One of the convoy's local partners for aid distribution is the nonprofit, the Cuban Institute of Friendship with the Peoples. And while organizers of the convoy have described the organization as an "independent nonprofit," declassified documents from the CIA allege that the organization may be a front for Cuban intelligence services.

In Italy, the Alternative Student Opposition, the Network of Communists and Cambiare Rotta stated they would openly support the convoy, and were later joined by the political party Power to the People and by the labour union Unione Sindacale di Base.

==== By notable individuals ====
Ada Colau, Greta Thunberg, and Rashida Tlaib have endorsed the initiative.

=== After departure ===
Journalist Yoani Sánchez argued that the convoy's engagement with Cuban authorities undermined its stated solidarity, given the government's record of repression, including the detention of political prisoners after the 2021 protests.

María Elvira Salazar publicly criticised the convoy, portraying it as insensitive and characterising elements of the trip as resembling tourism rather than a serious humanitarian effort.

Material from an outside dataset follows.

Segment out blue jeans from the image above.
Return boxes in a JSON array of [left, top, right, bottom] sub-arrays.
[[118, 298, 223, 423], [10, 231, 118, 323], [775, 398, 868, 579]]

The New Humanitarian reported that convoy participants stayed in five-star Havana hotels that retained electricity during blackouts affecting the rest of the city, and travelled around the capital in electric buses while public transportation elsewhere in the country remained paralysed by the fuel shortage, prompting criticism from some Cubans. Some American conservative commentators similarly characterised the convoy as a largely symbolic gesture, and noted that several of its "strategic partner" organizations, including the U.S. Peace Council, the International Association of Democratic Lawyers, and the National Lawyers Guild, had long-standing ties to Cuban and Soviet-aligned solidarity movements.